全部細かいことだが、実際に仕事をする立場からすれば大きなストレスの原因になることは想像に難くない。
また、仕事環境が家族のいる自宅になったことも大きな変化だ。それぞれのパーソナルスペースが確保された家ならストレスも少ないだろうが、そんな家庭はごく少数。
こちらは仕事中でも、「パパが家にいる」となれば子供は悪気なしに遊んでくれるようせがむだろうし、共働きの夫婦ならお互いの仕事の電話がカチ合って気まずい思いをする、なんてシーンも多々ある。「これじゃあ仕事になんねえよ」と、少し会社が恋しくなった人も少なくないのでは?

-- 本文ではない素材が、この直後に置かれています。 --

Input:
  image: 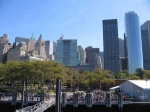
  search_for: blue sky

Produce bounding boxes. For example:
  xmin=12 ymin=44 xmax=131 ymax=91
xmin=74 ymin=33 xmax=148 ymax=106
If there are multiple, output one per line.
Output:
xmin=0 ymin=0 xmax=150 ymax=51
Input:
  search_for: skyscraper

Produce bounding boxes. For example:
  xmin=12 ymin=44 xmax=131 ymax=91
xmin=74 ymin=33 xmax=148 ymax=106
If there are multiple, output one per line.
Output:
xmin=78 ymin=46 xmax=85 ymax=65
xmin=125 ymin=12 xmax=143 ymax=74
xmin=103 ymin=19 xmax=120 ymax=73
xmin=45 ymin=40 xmax=54 ymax=60
xmin=119 ymin=38 xmax=125 ymax=58
xmin=85 ymin=46 xmax=102 ymax=68
xmin=54 ymin=37 xmax=81 ymax=66
xmin=141 ymin=20 xmax=150 ymax=70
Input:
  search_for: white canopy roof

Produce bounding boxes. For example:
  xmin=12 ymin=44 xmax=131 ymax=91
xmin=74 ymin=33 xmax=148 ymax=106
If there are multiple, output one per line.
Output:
xmin=128 ymin=80 xmax=150 ymax=89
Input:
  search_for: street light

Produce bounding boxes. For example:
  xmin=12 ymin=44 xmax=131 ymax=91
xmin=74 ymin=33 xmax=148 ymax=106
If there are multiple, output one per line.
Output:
xmin=145 ymin=78 xmax=147 ymax=95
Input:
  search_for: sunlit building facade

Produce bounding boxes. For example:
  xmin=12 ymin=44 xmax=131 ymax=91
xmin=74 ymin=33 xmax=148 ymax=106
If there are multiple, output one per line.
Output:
xmin=103 ymin=19 xmax=120 ymax=73
xmin=141 ymin=20 xmax=150 ymax=70
xmin=125 ymin=12 xmax=143 ymax=74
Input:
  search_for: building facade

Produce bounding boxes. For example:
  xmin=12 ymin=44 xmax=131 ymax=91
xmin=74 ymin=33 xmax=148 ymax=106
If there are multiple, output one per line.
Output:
xmin=54 ymin=37 xmax=81 ymax=66
xmin=45 ymin=40 xmax=55 ymax=60
xmin=35 ymin=34 xmax=47 ymax=60
xmin=85 ymin=46 xmax=102 ymax=68
xmin=0 ymin=34 xmax=11 ymax=63
xmin=78 ymin=46 xmax=86 ymax=65
xmin=125 ymin=12 xmax=143 ymax=74
xmin=103 ymin=19 xmax=120 ymax=73
xmin=141 ymin=21 xmax=150 ymax=70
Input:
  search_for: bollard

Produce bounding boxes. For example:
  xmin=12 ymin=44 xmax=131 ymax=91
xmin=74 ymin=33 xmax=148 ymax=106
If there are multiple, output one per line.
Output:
xmin=24 ymin=92 xmax=28 ymax=106
xmin=62 ymin=92 xmax=67 ymax=107
xmin=55 ymin=79 xmax=61 ymax=112
xmin=40 ymin=92 xmax=45 ymax=102
xmin=11 ymin=92 xmax=18 ymax=105
xmin=106 ymin=93 xmax=111 ymax=108
xmin=118 ymin=93 xmax=123 ymax=111
xmin=73 ymin=93 xmax=78 ymax=107
xmin=85 ymin=93 xmax=92 ymax=108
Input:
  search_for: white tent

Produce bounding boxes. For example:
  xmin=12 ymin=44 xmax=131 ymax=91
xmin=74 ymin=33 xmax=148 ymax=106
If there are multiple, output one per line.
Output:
xmin=119 ymin=80 xmax=150 ymax=97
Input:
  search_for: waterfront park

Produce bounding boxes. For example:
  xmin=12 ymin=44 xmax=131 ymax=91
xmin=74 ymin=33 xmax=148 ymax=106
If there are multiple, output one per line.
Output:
xmin=0 ymin=61 xmax=150 ymax=112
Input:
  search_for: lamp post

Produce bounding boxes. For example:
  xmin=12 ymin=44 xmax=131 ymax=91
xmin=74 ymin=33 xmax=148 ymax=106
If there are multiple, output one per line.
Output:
xmin=145 ymin=78 xmax=147 ymax=95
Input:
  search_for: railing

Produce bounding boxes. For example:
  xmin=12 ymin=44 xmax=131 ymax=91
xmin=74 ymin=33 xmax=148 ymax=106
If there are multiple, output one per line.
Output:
xmin=16 ymin=96 xmax=55 ymax=112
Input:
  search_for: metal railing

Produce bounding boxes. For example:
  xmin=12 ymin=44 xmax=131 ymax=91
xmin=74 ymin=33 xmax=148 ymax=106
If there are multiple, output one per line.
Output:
xmin=16 ymin=96 xmax=55 ymax=112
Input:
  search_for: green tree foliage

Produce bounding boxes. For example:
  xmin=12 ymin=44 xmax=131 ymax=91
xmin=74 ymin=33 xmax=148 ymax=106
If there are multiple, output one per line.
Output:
xmin=143 ymin=70 xmax=150 ymax=79
xmin=115 ymin=70 xmax=130 ymax=79
xmin=135 ymin=68 xmax=145 ymax=79
xmin=93 ymin=69 xmax=114 ymax=89
xmin=128 ymin=74 xmax=140 ymax=80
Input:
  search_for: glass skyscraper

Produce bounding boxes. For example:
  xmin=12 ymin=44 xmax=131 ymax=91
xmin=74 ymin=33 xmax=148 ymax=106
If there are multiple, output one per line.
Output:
xmin=141 ymin=21 xmax=150 ymax=70
xmin=125 ymin=11 xmax=143 ymax=74
xmin=103 ymin=19 xmax=120 ymax=73
xmin=54 ymin=37 xmax=81 ymax=66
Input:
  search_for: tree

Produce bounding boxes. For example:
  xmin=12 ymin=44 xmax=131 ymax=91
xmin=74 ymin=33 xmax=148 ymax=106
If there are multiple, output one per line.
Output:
xmin=143 ymin=70 xmax=150 ymax=79
xmin=93 ymin=68 xmax=114 ymax=89
xmin=116 ymin=70 xmax=130 ymax=79
xmin=135 ymin=68 xmax=145 ymax=79
xmin=128 ymin=75 xmax=140 ymax=80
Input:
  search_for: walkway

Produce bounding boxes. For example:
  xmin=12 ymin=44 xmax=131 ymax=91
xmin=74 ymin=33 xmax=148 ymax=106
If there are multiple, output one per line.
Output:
xmin=16 ymin=96 xmax=55 ymax=112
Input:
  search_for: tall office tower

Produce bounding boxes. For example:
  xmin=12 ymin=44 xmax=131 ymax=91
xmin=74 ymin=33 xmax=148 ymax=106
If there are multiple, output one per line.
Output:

最後は人との接触機会の減少によるコミュニケーション不足の問題。同僚や部下がちゃんと仕事をしているのか? もしあなたが管理する立場の人間ならば気が気じゃないだろう。会社にいれば気軽に話しかけて様子をうかがうなんて造作もないことなのに、リモートとなると「あまりしつこくメールやLINEで聞くと嫌がられるかも」などと余計な気をまわしてしまうもの。
そうなるとコミュニケーションの頻度は自ずと減ってしまうだろうし、会社での些細な会話が、ちょうどいい気晴らしになっていたことに気づいた人もいるだろう。